I am the child of an intermarriage, raised Catholic exclusively but I am in the process of converting to Judaism and I could not agree with this more!! Raising children in two faiths, two faiths which, IMO, are completely incompatible is absolutely ridiculous! Fortunately for me, my parents allowed my siblings and I to choose our religious paths in adulthood while also giving us a sense of faith. I do not categorically condemn intermarriage but on the other hand it is absolutely incumbent upon the interfaith couple to have a candid discussion about religion and frankly, if they cannot come to some kind of agreement, they really shouldn't be marrying.
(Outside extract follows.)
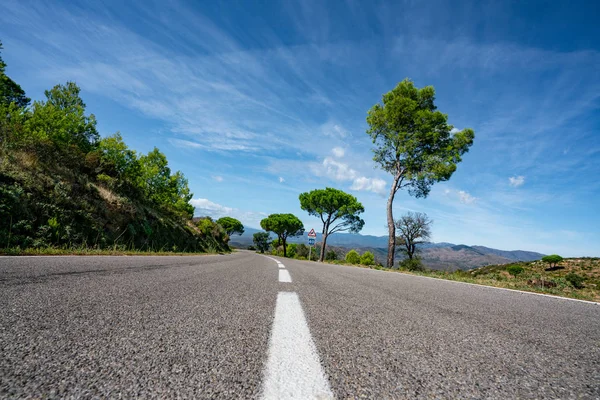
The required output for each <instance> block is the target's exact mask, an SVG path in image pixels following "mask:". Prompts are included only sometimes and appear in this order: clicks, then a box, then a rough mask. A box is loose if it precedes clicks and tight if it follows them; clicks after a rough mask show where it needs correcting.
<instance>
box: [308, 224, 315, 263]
mask: <svg viewBox="0 0 600 400" xmlns="http://www.w3.org/2000/svg"><path fill="white" fill-rule="evenodd" d="M316 239H317V233H316V232H315V230H314V229H311V230H310V232H308V261H310V257H311V255H312V247H313V246H314V245H315V240H316Z"/></svg>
Not to sound harsher than I probably already am, but those families who choose to raise their kids in both faiths I would argue probably lack education in both and I have to wonder, how do clergy who are put in the situation of having a congregant or congregant's child attending one religious service one day and another the next react to this? If I was ever in that position, I would step in and try to rectify it.

Chaviva Gordon-Bennett said...

Lauren, WOW! Straight from the mouths of babes. This was really great to read, and I have to say I'm stoked you're officially joining the tribe :D

Ger Toshav: Very nice response. My boyfriend is of no faith, and while I do not foresee it being a problem to raise Jewish children, I also worry about the involvement of the spousal figure in any case. Interfaith is so curious! How old are your children, by the way?